Linkfest 2023-01-20: Sugar and Sickness

The Long View: An Army of Davids

Self-assembling nanobots are vaporware, a concept without even a glimmer of actual technology behind it, so its is appropriate that they are used to advocate for libertarianism, a political philosophy without a constituency.

Nonetheless, I could not help but reflect by the time I finished the book that, in some ways, this is a remarkably crippling ideology. To put it briefly: an army of Davids is not an army, but the ideal of an army of Davids makes it difficult to recruit a real army and could make it impossible to finance its supply.

A thread on the transformation of Hawaii due to contact with the West.


Bryan Caplan argues that high quality of life means that Japan is a far nicer place to live than GDP per capita numbers would indicate. I wholly agree. When I visited Japan 16 years ago I was struck by how good the quality of life seemed. I’ve said a lot about this over the years. For example, check out my post on Cheap Houses in Tokyo.


Snowing Pine: On Trucking

A fascinating look at the business of trucking in America. I’ve got some exposure to this industry, as it where my brother works, and this all rings true.

I’m an engineer and an inventor, but what crucially distinguishes innovation [changing what people buy and do] from invention [I made a new thing!] is understanding business and markets and tradeoffs. This blog post is the kind of thing innovators need to understand.


Grognardia: In Defense of Abe Merritt

James Maliszewski has an excellent reflection on the unjustly forgotten Abe Merritt, and reproduces this astonishing claim from Lovecraft:

Abe Merritt – who could have been a Machen or Blackwood or Dunsany or de la Mare or M.R. James ... if he had but chosen – is so badly sunk that he's lost the critical faculty to realise it ... Every magazine trick & mannerism must be rigidly unlearned & banished even from one's subconsciousness before one can write seriously for educated mental adults. That why Merritt lost – he learned the trained-dog tricks too well, & now he can't think & feel fictinally except in terms of the meaningless & artificial clichés of 2¢-a-word romance. Machen & Dunsany & James would not learn the tricks – & they have a record of genuine creative achievements beside which a whole library-full of cheap Ships of Ishtar & Creep, Shadows remain essentially negligible.

I need to finish my own review of The Ship of Ishtar, but I can’t disagree more strongly with Lovecraft here.

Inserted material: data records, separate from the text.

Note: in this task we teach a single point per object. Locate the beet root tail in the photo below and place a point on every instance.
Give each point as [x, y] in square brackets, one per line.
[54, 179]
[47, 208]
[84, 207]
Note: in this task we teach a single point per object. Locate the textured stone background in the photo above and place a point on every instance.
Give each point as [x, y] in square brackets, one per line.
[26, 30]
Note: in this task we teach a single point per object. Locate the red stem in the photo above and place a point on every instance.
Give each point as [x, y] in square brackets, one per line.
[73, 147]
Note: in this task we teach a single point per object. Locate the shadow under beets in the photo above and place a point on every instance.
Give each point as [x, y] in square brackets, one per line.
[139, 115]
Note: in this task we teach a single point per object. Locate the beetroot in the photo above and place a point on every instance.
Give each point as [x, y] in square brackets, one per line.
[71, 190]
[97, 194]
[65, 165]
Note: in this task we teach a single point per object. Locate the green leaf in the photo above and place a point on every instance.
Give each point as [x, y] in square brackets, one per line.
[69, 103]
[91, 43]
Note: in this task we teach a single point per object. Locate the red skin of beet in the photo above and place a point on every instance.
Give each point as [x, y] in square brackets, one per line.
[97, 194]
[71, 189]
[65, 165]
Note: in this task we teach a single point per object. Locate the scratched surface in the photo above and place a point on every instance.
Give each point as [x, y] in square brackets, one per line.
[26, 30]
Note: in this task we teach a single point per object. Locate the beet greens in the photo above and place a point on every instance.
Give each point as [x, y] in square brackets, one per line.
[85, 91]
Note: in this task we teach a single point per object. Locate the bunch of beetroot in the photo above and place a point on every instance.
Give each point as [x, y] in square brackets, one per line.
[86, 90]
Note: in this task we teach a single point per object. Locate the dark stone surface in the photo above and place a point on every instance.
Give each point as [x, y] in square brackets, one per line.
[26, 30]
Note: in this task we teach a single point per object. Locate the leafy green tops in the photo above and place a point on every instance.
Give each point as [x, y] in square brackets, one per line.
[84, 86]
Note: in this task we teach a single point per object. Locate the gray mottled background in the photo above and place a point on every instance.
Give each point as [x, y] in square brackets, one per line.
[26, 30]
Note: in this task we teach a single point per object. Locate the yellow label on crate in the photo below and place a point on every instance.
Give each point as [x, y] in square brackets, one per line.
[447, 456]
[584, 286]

Primeval Patterns: Combat Breakdown: Mass-Action Design

It is fair to say that the vast, vast majority of TTRPG players are students of D&D versions 3.5 or later. In D&D’s third edition, there was a dramatic shift away from patterns established by previous games and an equally dramatic refocus on the party of players, their characters, and the degree of detail in which they were being carefully tracked—particularly in combat.

It is instructive to see what was lost, what was pushed aside so that today’s conventions and expectations would come to replace it. We will return to the earliest point of TTRPG total convergence and examine AD&D’s systems, style, and assumptions by understanding an example combat from designer Gary Gygax.